Scholz v. Epstein

Decision Date16 June 2020
Docket NumberAC 42419
Citation198 Conn.App. 197,232 A.3d 1155
CourtConnecticut Court of Appeals
Parties Stephen W. SCHOLZ v. Juda J. EPSTEIN

Jonathan J. Klein, Bridgeport, for the appellant (plaintiff).

Daniel J. Krisch, Hartford, with whom, on the brief, were Joshua M. Auxier and Stephen P. Fogerty, Westport, for the appellee (defendant).

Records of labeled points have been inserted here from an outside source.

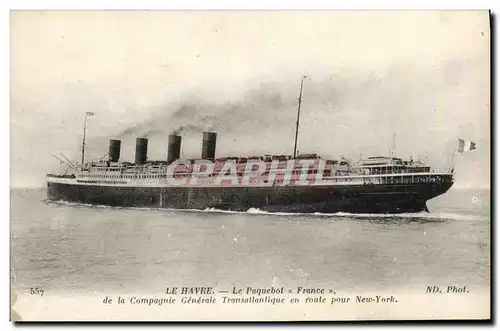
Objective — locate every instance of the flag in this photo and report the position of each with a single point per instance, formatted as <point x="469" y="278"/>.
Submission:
<point x="465" y="146"/>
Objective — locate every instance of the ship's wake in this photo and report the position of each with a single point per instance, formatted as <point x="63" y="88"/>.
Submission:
<point x="419" y="216"/>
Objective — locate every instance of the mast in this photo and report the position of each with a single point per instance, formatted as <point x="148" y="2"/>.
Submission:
<point x="87" y="114"/>
<point x="83" y="142"/>
<point x="298" y="118"/>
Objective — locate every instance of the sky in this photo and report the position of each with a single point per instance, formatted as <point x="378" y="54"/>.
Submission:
<point x="412" y="82"/>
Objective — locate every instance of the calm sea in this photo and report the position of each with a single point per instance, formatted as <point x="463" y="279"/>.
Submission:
<point x="71" y="248"/>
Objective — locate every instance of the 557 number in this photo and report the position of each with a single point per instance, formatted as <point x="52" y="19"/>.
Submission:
<point x="37" y="291"/>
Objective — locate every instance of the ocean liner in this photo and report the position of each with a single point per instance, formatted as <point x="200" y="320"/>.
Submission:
<point x="303" y="183"/>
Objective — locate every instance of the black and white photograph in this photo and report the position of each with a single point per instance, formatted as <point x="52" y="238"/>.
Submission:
<point x="320" y="165"/>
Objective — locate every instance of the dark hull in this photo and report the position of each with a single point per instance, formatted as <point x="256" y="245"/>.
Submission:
<point x="400" y="198"/>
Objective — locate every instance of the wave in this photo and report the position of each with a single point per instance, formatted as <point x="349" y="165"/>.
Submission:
<point x="256" y="211"/>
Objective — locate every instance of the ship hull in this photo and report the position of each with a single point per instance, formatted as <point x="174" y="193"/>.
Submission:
<point x="402" y="198"/>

Alvord, Elgo and Eveleigh, Js.

EVELEIGH, J.

This appeal concerns an issue of first impression in Connecticut: whether an attorney is protected by absolute immunity under the litigation privilege from a claim of statutory theft1 arising from the attorney's conduct during prior judicial proceedings. The plaintiff, Stephen W. Scholz, appeals from the judgment of the trial court granting the motion of the defendant, Attorney Juda J. Epstein, to dismiss the plaintiff's action for statutory theft for lack of subject matter jurisdiction on the ground that the defendant was protected by absolute immunity pursuant to the litigation privilege. On appeal, the plaintiff claims that the court erred in (1) granting the defendant's motion to dismiss and determining that the litigation privilege affords the defendant absolute immunity from the plaintiff's action for statutory theft, which was brought pursuant to General Statutes § 52-564, (2) ruling that the public policy considerations underlying the litigation privilege are served by affording the defendant absolute immunity from civil liability for his alleged criminal conduct that was the basis for the statutory theft claim, (3) its application of the balancing of interests test set forth in Simms v. Seaman , 308 Conn. 523, 543–44, 69 A.3d 880 (2013), and (4) granting the motion to dismiss and determining that the defendant was absolutely immune from liability for statutory theft where some of the defendant's alleged criminal conduct was perpetrated outside the scope of judicial proceedings. We affirm the judgment of the trial court.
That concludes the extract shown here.